Update: For more recent analysis, see “New Data Show How Big Chains Free Ride on Taxpayers at the Expense of Responsible Small Businesses,” from June 2013.
California taxpayers are spending $86 million a year providing healthcare and other public assistance to the state’s 44,000 Wal-Mart employees, according to a new study by UC Berkeley’s Institute for Industrial Relations.
The study, “Hidden Cost of Wal-Mart Jobs,” found that the average Wal-Mart worker required $730 in taxpayer-funded healthcare and $1,222 in other forms of assistance, such as food stamps and subsidized housing, to get by.
Even compared to other retailers, Wal-Mart imposes an especially large burden on taxpayers. Wal-Mart workers earn 31 percent less than the average for workers at large retail companies (more than 1,000 employees), the study found, and require 39 percent more in public assistance.
Employees who’ve been with Wal-Mart for at least a year (about 65 percent of the company’s workforce) make an average of $9.70 per hour, compared to $14.01 per hour for workers at other large retail stores. In addition, 23 percent fewer Wal-Mart workers are covered by the company’s health insurance plan than employees at large retail stores as a whole.
The wage and benefit differential is even greater when Wal-Mart employees are compared to workers at unionized supermarkets, where health coverage is nearly universal and wages average $15.31 per hour.
As Wal-Mart expands in California, the cost to taxpayers will grow. While more than half of the company’s stores nationwide are supercenters, in California, Wal-Mart’s first supercenter opened just a few months ago in Palm Springs. The retailer plans to build at least forty supercenters across the state over the next few years.
Citing the competitive threat of Wal-Mart, supermarket chains in California are demanding wage and benefit concessions from their employees.
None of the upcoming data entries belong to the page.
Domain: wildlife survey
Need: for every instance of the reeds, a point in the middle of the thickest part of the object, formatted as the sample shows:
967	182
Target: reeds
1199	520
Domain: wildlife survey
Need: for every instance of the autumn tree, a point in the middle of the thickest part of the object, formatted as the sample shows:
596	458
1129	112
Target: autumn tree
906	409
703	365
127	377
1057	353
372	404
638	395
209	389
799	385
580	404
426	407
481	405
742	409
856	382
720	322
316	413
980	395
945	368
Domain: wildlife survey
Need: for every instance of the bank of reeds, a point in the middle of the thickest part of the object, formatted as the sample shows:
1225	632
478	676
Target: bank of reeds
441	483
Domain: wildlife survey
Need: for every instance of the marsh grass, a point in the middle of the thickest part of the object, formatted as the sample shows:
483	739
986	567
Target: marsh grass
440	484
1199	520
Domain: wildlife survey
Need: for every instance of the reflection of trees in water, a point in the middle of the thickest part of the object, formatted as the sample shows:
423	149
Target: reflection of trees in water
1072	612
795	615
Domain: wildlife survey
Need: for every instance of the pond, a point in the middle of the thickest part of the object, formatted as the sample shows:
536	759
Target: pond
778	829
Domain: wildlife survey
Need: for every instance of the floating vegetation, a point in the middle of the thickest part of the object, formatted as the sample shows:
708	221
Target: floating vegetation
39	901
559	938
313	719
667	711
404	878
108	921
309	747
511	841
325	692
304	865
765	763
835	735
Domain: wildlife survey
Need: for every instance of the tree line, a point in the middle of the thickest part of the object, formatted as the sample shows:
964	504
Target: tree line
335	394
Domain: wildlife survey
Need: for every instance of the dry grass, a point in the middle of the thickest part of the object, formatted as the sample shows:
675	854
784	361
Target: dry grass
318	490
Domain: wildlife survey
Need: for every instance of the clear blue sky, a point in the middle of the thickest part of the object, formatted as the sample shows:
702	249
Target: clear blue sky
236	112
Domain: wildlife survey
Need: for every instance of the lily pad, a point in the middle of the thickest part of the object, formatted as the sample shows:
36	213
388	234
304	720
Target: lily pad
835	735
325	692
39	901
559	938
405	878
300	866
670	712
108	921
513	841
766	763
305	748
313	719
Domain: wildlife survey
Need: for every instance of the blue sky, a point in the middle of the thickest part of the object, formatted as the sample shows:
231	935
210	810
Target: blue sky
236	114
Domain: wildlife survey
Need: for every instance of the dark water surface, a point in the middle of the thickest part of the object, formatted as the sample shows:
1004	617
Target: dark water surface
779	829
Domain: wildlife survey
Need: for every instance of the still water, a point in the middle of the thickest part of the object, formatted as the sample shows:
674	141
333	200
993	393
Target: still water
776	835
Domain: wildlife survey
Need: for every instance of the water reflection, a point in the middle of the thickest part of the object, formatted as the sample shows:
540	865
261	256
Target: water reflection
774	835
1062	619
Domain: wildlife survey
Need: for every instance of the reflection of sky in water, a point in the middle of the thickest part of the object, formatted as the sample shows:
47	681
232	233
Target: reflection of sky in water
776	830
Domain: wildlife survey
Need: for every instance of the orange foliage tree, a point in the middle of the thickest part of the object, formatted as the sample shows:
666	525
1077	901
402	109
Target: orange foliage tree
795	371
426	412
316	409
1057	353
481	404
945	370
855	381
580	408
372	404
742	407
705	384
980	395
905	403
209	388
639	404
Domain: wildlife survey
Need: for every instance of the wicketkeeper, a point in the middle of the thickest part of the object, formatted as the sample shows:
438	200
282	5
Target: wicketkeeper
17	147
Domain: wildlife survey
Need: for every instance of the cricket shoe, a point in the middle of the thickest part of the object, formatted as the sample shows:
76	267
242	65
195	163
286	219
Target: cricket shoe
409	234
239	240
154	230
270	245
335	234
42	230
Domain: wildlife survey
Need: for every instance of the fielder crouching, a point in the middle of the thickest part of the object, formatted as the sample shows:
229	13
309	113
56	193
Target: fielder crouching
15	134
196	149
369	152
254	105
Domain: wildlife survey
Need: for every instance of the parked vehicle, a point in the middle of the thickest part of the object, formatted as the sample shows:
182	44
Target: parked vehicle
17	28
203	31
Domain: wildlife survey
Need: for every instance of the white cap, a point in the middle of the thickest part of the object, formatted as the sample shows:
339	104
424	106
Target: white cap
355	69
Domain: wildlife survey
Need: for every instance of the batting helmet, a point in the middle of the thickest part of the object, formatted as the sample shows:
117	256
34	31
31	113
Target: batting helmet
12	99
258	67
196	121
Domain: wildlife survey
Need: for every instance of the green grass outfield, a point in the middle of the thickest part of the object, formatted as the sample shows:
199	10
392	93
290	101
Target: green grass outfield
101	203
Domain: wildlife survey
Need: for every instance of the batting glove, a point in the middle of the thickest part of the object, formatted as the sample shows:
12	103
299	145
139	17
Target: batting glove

The UC Berkeley study estimates that if other large retailers adopt Wal-Mart’s wage and benefit levels, it will cost California’s taxpayers an additional $410 million a year in public assistance.
Wal-Mart dismissed the study’s findings, arguing that many of its 44,000 California workers would otherwise be unemployed, placing an even greater burden on government welfare programs. There is strong evidence, however, Wal-Mart produces no net growth in employment. The jobs created by its stores replace other, often higher-paying, jobs at existing businesses that are forced to downsize or close.
The UC Berkeley study’s finding that the average Wal-Mart employee requires $1,952 per year in assistance is very similar to the results of another study released this year, in spite of the fact that the two studies used different methodologies. The other study, produced by US Representative George Miller, found that Wal-Mart workers cost taxpayers $2,100 per year on average.